For this I want to suggest a specific list of relevant topics. I also want to remove the positive sentiments from the sentiment list


In [23]:
complaints_params = data_augmentation.generate_parameter_dictionaries_combinatorically(
    dictionary_of_parameter_names_to_value_lists={
        "reading_age": data_augmentation.READING_AGE_VALUE_LIST,
        "sentiment": ["very negative", "slightly negative", "neutral"],
        "location": data_augmentation.LOCATION_VALUE_LIST,
        "topic": [
            "a complaint",
            "fraud",
            "malpractice",
            "harassment",
            "theft",
            "racism",
        ],
        "word_count": data_augmentation.WORD_COUNT_VALUE_LIST,
    }
)
complaints_params = list(complaints_params)
print(len(complaints_params))

864


OK! So now we have 864 different relevant context prompts. We can then use the `n` parameter on the actual comment generation function to get to the number of comment that we want. For the sake of this demo, let's just generate five different reviews from five different contexts. 

In [24]:
for param_set in random.sample(complaints_params, 5):
    context = data_augmentation.generate_parameterised_context(
        base_context_filename="comment_generation_context_1",
        prompt_parameters=param_set,
    )
    reviews += data_augmentation.generate_openai_review(context=context, n=1)

[print(r) for r in reviews]

I recently had a pretty disappointing experience at my local GP practice and I wanted to share it with others. It was my first visit to this particular practice, and I have to say, I was not impressed. 

Firstly, the receptionist seemed incredibly disinterested in helping me. She barely made eye contact and could hardly be bothered to answer my questions. It made me feel unwelcome and unheard, which is not the kind of service you expect when you're visiting a doctor.

Once I finally got in to see the GP, things didn't improve. The doctor seemed rushed and barely gave me a chance to explain my symptoms. Instead, they quickly glanced at my records and prescribed a medication without even bothering to ask if I had any allergies or previous bad reactions. It felt like a one-size-fits-all approach, without any consideration for my personal health history.

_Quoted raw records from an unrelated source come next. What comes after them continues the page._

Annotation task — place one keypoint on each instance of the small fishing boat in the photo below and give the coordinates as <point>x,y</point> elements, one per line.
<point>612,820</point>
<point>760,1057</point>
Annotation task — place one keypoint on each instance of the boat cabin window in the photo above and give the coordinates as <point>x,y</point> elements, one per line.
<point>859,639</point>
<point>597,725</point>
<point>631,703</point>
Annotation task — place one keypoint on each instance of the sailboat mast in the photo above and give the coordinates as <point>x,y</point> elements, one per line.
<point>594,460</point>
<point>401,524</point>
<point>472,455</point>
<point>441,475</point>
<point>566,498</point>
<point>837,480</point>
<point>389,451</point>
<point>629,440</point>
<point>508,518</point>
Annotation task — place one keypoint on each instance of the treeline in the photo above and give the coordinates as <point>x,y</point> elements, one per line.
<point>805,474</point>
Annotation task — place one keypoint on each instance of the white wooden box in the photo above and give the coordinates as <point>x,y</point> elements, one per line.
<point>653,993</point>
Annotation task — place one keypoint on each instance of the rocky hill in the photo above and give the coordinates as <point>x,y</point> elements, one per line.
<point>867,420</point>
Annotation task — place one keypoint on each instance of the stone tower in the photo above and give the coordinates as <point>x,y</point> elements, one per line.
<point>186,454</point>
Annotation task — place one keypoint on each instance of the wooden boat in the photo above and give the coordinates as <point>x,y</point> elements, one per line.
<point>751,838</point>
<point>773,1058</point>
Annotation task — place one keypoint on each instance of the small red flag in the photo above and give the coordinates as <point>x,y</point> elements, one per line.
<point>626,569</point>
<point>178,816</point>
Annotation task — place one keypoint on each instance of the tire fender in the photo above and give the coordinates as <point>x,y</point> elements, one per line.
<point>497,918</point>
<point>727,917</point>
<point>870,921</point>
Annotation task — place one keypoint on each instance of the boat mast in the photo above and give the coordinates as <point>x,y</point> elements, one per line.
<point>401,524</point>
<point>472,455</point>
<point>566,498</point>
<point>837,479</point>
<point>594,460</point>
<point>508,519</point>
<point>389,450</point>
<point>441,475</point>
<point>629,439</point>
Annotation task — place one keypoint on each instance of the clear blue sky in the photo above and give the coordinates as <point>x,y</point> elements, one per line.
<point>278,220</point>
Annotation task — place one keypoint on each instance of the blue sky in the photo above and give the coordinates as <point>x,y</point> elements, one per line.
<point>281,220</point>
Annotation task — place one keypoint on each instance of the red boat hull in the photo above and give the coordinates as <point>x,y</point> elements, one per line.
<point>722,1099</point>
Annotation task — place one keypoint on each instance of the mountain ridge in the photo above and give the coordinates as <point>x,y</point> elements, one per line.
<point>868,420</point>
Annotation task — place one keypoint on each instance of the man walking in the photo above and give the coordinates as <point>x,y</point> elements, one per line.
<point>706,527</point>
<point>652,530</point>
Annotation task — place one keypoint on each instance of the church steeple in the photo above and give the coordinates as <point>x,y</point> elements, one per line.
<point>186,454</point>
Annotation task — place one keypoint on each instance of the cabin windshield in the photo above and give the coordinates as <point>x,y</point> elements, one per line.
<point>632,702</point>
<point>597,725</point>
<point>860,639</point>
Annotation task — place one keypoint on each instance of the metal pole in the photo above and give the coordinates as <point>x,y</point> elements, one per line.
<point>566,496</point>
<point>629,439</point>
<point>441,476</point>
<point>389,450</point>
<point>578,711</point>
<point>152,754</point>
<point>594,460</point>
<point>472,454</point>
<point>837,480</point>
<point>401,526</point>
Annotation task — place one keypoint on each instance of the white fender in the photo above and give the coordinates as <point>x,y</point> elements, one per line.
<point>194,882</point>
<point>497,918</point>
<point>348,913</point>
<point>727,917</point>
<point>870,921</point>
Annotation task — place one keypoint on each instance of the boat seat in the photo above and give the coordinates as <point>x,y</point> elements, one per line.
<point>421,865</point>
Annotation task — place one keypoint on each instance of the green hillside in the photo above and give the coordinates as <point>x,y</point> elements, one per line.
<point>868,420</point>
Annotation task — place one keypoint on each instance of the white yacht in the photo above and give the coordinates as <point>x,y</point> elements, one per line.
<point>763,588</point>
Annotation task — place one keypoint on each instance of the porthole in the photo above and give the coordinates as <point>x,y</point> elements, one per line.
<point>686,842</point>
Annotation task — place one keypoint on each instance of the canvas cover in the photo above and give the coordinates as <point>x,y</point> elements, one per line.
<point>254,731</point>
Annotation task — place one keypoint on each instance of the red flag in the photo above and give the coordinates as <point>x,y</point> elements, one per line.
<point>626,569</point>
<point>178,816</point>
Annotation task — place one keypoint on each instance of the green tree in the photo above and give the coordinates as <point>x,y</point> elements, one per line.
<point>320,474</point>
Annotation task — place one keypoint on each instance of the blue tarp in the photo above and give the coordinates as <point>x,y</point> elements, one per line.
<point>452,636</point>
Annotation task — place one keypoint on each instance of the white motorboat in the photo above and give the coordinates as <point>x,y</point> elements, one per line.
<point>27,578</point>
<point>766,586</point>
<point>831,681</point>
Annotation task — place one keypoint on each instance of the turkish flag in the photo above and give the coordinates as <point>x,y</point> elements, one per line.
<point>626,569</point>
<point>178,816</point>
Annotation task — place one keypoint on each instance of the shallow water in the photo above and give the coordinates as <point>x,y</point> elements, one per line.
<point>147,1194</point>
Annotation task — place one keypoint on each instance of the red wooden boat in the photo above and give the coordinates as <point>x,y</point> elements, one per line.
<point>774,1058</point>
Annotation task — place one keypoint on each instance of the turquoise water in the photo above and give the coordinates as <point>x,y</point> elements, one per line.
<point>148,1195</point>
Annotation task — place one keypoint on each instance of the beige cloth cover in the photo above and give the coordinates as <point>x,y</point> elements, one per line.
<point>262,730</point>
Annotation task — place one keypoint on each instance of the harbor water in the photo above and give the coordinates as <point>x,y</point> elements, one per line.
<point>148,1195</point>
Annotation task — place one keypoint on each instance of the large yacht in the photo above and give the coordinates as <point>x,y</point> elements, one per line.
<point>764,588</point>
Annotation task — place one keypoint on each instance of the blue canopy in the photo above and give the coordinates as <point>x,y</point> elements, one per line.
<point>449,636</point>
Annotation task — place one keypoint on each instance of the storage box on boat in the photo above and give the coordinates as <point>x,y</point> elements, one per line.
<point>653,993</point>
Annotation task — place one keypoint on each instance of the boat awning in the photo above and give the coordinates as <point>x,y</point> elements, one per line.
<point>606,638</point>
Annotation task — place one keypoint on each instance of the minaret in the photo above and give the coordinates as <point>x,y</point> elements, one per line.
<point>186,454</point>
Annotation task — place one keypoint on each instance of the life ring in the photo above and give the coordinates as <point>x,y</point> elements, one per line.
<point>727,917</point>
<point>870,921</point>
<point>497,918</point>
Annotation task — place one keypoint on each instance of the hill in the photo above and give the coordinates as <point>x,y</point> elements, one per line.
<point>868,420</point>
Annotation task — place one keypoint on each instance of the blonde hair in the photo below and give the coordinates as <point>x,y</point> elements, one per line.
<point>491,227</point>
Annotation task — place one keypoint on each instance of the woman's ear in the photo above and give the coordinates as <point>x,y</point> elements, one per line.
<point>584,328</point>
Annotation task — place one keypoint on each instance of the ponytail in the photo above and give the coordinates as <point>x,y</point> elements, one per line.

To make matters worse, when I went to collect my prescription from the pharmacy, they had made a mistake and given me the wrong medicati

[None, None, None, None, None, None, None, None]

Clearly, the context prompt provided is not sufficient at reducing the literacy level. This is a point to improve. 

When working on a new problem, remember that you can create a new prompt context template in the appropriate folder, with whatever parameters you wish. 

Also remember to register your generated data when you've created it!